By installing the project locally, you ensure that only you (and anyone you provide your computer’s IP address to) can connect to a meeting room session. It also allows you to configure the Whiteboard project so that it suits your needs. Your own configuration can then be hosted online via Heroku for much easier access. Details surrounding all of this can be found on the companion site.
Step 3: Assembling an IR Pen
You can even create your own InfraRed pen in order to further reduce costs. There are plenty of instructions and tutorials online showing how this can be done. Luckily, these instructions are straight-forward enough that even I could make one without too many tears and injuries. I used an old highlighter and some cheap components from a local hardware store to create my masterpiece.

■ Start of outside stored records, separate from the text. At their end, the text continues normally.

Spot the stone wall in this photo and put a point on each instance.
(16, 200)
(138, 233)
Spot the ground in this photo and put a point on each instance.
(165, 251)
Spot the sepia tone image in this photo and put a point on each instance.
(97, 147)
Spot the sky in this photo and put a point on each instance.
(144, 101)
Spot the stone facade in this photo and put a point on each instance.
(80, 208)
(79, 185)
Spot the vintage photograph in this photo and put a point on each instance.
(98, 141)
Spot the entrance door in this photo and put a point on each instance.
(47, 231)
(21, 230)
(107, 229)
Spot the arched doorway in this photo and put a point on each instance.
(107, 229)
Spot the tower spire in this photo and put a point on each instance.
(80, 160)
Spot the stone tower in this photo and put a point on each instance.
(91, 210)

The best instructions I found were those provided at https://www.instructables.com/id/Wiimote-Whiteboar...
Making your own IR pen will also help keep costs down. The costs for my IR pen were:
- 1 X 3mm IR LED = £0.89
- 1 X push to make switch = £0.99
- Wire = £2.99
- 2 X AA batteries = £0.39
- Battery Holder = £0.99
- Highlighter pen = £0.99
- Insulating tape = £0.50
If, however DIY isn’t one of your strengths and you’d like to avoid the hassle there are a number of purchasable alternatives available:
- Super Smooth IR Pen ™ – https://www.amazon.com/Super-Smooth-IR-Pen-Whiteb...

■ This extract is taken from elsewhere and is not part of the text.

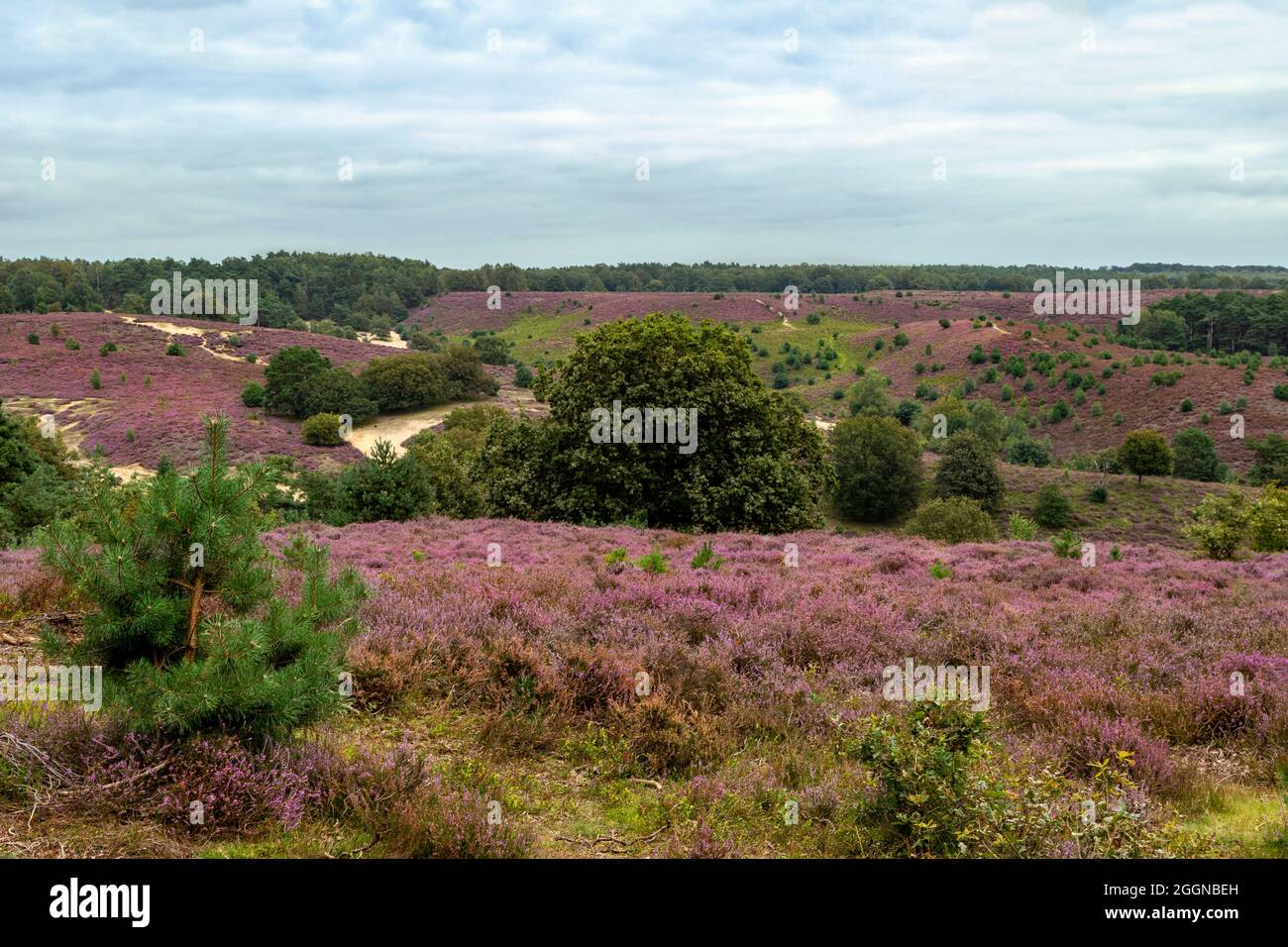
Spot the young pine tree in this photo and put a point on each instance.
(187, 626)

- OptoSurfer M, Ultimate Infrared Pen – https://www.amazon.com/Super-Smooth-IR-Pen-Whiteb...
- IR Chalk ™ – https://www.amazon.com/Super-Smooth-IR-Pen-Whiteb...

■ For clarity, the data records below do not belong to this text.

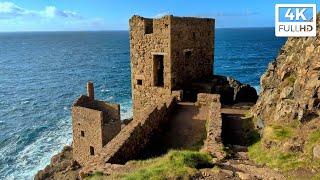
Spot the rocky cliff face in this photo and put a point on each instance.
(290, 87)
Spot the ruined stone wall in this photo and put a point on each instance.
(134, 137)
(143, 46)
(213, 142)
(192, 43)
(87, 121)
(93, 126)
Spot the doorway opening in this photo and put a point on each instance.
(158, 70)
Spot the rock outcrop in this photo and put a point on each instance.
(290, 87)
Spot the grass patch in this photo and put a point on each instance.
(279, 133)
(249, 130)
(175, 164)
(280, 158)
(96, 176)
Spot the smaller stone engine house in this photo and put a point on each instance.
(94, 124)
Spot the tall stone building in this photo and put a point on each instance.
(167, 54)
(94, 124)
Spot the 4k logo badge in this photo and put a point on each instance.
(295, 20)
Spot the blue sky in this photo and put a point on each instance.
(71, 15)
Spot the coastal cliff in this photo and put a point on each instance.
(287, 111)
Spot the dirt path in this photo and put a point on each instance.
(187, 127)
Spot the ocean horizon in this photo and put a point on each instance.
(42, 74)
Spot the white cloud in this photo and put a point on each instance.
(10, 10)
(50, 18)
(160, 15)
(51, 12)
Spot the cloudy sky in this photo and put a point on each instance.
(79, 15)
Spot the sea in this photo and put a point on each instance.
(42, 73)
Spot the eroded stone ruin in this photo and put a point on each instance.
(177, 101)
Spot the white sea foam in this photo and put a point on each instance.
(37, 155)
(257, 89)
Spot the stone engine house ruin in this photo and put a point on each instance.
(176, 98)
(95, 123)
(166, 55)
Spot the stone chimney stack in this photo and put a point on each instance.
(90, 91)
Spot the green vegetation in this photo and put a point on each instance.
(175, 164)
(96, 176)
(272, 151)
(251, 134)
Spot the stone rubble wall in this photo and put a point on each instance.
(133, 137)
(197, 36)
(142, 48)
(213, 143)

Step 4: Installing the Software
Finally, you’ll be glad to know that the last thing you need to install is a piece of software known as “python-whiteboard”. This can be easily installed by following the instructions below:
- Open a terminal window and navigate to your home directory
- Run git clone git://github.com/pnegre/python-whiteboard.git
The project can then be started by navigating to the newly created python-whiteboard folder (via file explorer) and running/double-clicking “python-whiteboard”.
That’s it for the ground work, now you should be ready to go.
Step 5: Calibrating/Running Whiteboard With an IR Pen
Getting the position for the Wiimote just right can also take some time (and a lot of patience). Again the best instructions I’ve found are listed below:
“For a desktop screen, laptop screen, or a small projected surface, place the Wiimote at a height about as tall as the middle of your screen. Next, the Wiimote should be off center 8″-16″ left or right. I suggest to the left for righties and to the right for lefties. The Wiimote should be about three feet back from the screen for a 20″ screen. It should be further away for larger screens and closer for smaller screens. Also, the Infrared camera end of the Wiimote should be pointed at the center of the screen.”
The next step is to calibrate the Wiimote’s ability to track the IR pen. To do this simply click the calibrate button and follow the instructions on-screen. Your computer will now recognise a mouse click when you press the button on your IR pen.
This means that you can use your IR pen alongside the whiteboard project to replicate a real interactive whiteboard.